Jetzt wirds Zeit für die berühmte 5-Minuten-Installation von WordPress. Ob mir systemseitig noch was fehlt, werde ich im Laufe des Vorgangs schon noch merken, dann muss man nachfassen.
Normalerweise fängt man damit an, dass man sich die neueste WordPress-Version herunterlädt. Ich spare mir diesen Schritt, weil ich ein „ziemlich neues“ WordPress auf der Festplatte ligen hab, das muss es tun. Ich gehe also direkt zu Schritt zwei.
WordPress entpacken und Dateien in das dedizierte WebSerververzeichnis hochladen
Gehts scho los, das Verzeichnis var/www/html ist schreibgeschützt. Ich öffne es als Administrator, lege ein neues Verzeichni wp_test an und kopiere meine WordPress-Dateien da rein. Dann surfe ich zu localhost/wp_test. Ah, was sehen meine entzückten Augen:

Jetzt müssen als erstes die Datenbank daten eingetragen werden:

„Kann nicht in die Datei wp-config.php schreiben.
Du kannst die Datei wp-config.php manuell erstellen und den nachfolgenden Text dort einfügen.“
Ah ja. Dann wollen wir uns mal den Text kopieren. Und auf Installieren klicken.

Nach Eingabe der Basisdaten auf OK drücken, und was soll ich sagen, es funktioniert!

Ich hasse übrigens den Block-Editor Gutenberg und nahme immer als erste heilige Handlung die Installation des Classic Edistor Plugins vor, das habe ich mir diesmal geschenkt. Aber einen Beitrag konnte ich auch so verfassen, und das reicht mir als Funktionstest. Also: Hurra, das erste WordPress auf Linux Mint läuft!
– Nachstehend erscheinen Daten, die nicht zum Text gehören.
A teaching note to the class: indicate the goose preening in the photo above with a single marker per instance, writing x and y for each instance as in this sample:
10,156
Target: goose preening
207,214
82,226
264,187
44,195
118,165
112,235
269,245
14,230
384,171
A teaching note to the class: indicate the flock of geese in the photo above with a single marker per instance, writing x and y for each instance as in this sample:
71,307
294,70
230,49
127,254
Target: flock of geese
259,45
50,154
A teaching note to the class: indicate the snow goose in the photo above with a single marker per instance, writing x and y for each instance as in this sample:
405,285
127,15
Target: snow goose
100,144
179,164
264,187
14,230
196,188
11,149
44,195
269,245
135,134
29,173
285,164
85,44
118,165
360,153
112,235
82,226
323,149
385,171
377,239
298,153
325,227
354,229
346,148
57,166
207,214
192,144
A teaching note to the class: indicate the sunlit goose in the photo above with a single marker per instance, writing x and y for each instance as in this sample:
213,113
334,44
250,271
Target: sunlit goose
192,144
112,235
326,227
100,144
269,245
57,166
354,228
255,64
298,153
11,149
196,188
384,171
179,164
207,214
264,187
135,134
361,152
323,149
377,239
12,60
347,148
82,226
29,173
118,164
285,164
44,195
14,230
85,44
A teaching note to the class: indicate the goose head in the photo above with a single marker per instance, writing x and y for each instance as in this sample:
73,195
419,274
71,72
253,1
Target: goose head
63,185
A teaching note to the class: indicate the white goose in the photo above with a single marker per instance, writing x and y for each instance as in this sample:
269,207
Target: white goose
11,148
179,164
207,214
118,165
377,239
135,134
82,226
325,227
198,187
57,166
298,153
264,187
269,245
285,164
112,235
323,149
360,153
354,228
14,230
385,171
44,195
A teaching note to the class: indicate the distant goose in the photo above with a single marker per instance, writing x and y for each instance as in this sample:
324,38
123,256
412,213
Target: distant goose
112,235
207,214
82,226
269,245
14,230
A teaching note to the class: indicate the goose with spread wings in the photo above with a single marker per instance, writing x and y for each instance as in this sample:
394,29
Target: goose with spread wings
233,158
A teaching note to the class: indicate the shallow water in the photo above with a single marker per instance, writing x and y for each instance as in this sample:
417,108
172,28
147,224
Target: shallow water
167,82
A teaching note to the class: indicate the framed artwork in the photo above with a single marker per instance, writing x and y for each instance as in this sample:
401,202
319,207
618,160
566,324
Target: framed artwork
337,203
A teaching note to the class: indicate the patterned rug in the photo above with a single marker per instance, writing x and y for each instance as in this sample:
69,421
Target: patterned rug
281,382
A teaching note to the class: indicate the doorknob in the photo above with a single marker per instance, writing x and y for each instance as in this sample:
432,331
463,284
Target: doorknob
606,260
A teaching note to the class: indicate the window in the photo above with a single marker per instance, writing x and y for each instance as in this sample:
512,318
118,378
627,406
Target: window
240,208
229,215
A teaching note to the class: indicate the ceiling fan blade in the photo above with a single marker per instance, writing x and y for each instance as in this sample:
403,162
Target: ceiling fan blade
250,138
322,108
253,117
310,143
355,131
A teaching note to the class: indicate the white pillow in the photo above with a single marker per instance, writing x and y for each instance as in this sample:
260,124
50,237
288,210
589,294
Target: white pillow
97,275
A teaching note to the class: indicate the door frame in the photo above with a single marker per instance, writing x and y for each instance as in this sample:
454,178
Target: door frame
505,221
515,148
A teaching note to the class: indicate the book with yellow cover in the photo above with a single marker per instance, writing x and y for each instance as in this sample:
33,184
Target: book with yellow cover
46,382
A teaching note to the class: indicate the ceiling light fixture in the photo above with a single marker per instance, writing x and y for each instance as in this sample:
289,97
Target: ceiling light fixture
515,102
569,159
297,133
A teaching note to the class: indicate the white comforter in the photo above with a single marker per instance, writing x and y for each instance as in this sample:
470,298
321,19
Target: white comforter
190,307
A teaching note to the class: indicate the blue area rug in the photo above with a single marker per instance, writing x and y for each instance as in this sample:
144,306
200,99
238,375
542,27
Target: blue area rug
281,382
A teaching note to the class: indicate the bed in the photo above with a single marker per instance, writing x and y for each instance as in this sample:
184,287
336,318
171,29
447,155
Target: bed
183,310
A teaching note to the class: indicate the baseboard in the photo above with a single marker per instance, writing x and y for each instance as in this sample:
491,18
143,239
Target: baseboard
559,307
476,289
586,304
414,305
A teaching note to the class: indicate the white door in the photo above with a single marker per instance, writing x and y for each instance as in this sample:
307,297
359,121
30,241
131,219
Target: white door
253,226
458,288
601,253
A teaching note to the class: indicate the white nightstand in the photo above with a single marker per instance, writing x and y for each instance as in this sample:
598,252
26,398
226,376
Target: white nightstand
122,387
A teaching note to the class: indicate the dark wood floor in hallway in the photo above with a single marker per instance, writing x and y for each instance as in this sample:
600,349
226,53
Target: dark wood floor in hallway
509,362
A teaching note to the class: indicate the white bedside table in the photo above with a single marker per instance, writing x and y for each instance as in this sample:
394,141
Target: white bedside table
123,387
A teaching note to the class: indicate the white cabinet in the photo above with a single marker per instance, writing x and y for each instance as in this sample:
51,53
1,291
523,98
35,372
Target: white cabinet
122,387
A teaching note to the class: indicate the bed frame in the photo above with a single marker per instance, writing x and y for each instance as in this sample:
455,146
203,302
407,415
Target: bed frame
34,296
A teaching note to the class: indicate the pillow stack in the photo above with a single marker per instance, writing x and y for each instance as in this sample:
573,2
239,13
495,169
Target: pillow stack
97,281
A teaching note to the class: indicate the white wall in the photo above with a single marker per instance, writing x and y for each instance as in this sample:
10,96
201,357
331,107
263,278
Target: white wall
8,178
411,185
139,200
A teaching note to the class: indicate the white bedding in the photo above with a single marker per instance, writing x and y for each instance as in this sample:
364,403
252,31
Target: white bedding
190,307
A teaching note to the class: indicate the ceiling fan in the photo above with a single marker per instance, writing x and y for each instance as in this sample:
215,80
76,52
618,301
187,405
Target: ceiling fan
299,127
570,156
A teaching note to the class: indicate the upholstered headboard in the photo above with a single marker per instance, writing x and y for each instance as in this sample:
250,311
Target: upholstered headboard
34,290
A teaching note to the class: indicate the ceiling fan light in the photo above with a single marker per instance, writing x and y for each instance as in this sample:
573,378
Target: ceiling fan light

Das hat jetzt erstaunlich reibungslos funktioniert. Ich bin aber noch lange nicht fertig. Wir laufen nämlich auf PHP 8.3, und ich muss auf 8.4 testen. Aber nicht den übernächsten Schritt vor dem nächsten tun, jetzt muss ich erstmal testen, ob das mit dem Duplicator auf meinem LinuxRechner auch funktioniert. Dazu habe ich schon mal ein Backup eines kleineren Blogs durchgeführt. Morgen sehe ich dann, ob ich das lokal zum Laufen kriege.